Kormhout and team randomly assigned over 4837 patients aged 60-80 years, who had suffered MI approximately 4 years previously, to receive 400 mg eicosapentaenoic acid plus docosahexaenoic acid (EPA+DHA) alongside an alpha linolenic (ALA) placebo, 2 g alpha linolenic acid (ALA) alongside an EPA+DHA placebo, 400 mg EPA+DHA plus 2 g ALA, or ALA placebo plus EPA+DHA placebo per day. The supplements were delivered by enriched margarine eaten on 20 g of bread per day, approximating to 3-4 slices.
The patients were followed-up for 40 months, during which time 671 patients (13.9%) suffered a MACE.However, neither EPA-DHA nor ALA treatment significantly reduced the risk for MACE, including cardiac interventions, or secondary outcomes comprising the incidence of cardiovascular diseases, fatal cardiovascular diseases, fatal coronary heart disease, ventricular-arrhythmia-related events, and death from any cause, with hazard ratios of 1.01 and 0.91 respectively.

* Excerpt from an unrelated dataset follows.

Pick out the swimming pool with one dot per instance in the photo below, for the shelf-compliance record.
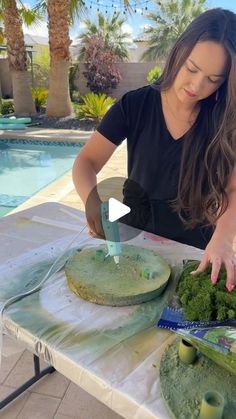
(28, 166)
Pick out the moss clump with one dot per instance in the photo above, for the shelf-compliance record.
(203, 301)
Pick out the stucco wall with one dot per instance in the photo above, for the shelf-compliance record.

The results did show, however, a borderline significant 26% reduction in the risk for MACE among a prespecified subgroup of women (p=0.07). Also, an exploratory analysis in 1014 diabetes patients indicated that EPA+DHA was linked to a significant reduction in coronary heart disease mortality (hazard ratio [HR]=0.51; p=0.04) and that EPA+DHA and ALA were associated with a reduction in ventricular-arrhythmia-related events (HR=0.51; p=0.09, and HR=0.39; p=0.02, respectively).
Kormhout pointed out that the paients were already "very well treated". Indeed, in addition to receiving n-3 fatty acids, 98% of patients were also receiving antithrombotic agents, 90% were on hypertensive drugs, and 86% were taking lipid-lowering therapy.
He said that this might explain their finding of low MACE risk reduction with low-dose n-3 fatty acid supplementation.
The findings have also been published advance online by the New England Journal of Medicine.